Many RUO programs should not force a single method to answer every question. One practical pattern is broad targeted screening first, then additional technical characterization on a smaller subset of loci. Another is NGS first, then targeted locus-level follow-up once the broad sequence picture is clearer. That staged logic is often more robust than expecting one platform to deliver both breadth and exactness at once. For targeted follow-up planning, Targeted Region Sequencing is often the most relevant adjacent service page.
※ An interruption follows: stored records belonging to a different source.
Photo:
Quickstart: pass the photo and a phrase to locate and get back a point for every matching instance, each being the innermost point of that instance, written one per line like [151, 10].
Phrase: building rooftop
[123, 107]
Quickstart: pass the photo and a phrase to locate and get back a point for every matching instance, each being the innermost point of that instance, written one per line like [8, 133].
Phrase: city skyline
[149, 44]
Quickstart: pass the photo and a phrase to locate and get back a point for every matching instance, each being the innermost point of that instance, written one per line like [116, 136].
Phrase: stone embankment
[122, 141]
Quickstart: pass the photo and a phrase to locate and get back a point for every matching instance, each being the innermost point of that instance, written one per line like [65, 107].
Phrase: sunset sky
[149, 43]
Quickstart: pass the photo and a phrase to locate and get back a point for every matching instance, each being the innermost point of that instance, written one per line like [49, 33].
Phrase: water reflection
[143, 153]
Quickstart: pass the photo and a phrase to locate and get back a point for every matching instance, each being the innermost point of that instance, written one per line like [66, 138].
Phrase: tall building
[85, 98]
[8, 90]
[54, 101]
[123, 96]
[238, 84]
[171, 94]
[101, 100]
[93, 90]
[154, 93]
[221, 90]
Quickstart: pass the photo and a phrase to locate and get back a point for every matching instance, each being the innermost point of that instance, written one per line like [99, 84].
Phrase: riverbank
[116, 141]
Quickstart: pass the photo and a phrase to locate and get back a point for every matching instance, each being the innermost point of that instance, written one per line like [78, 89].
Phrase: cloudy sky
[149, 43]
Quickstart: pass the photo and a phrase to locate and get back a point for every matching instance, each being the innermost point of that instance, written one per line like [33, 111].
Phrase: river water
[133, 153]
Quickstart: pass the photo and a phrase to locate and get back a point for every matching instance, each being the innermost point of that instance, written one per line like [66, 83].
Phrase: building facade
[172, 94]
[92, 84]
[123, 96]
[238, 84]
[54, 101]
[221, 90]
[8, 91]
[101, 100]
For CNV-specific study planning and output review, see MLPA for CNV: study design & interpretation.

MLPA vs NGS for CNV

This is the comparison most often overstated. NGS is not an automatic upgrade over MLPA. It answers a broader class of questions.

When NGS is the better fit

NGS becomes attractive when CNV is only one layer of a larger sequencing workflow, or when sequence context matters enough to justify heavier downstream analysis. Current large-scale benchmarking shows that panel-derived CNV calling can work well, but tool behavior still varies, especially for smaller events and parameter-sensitive settings.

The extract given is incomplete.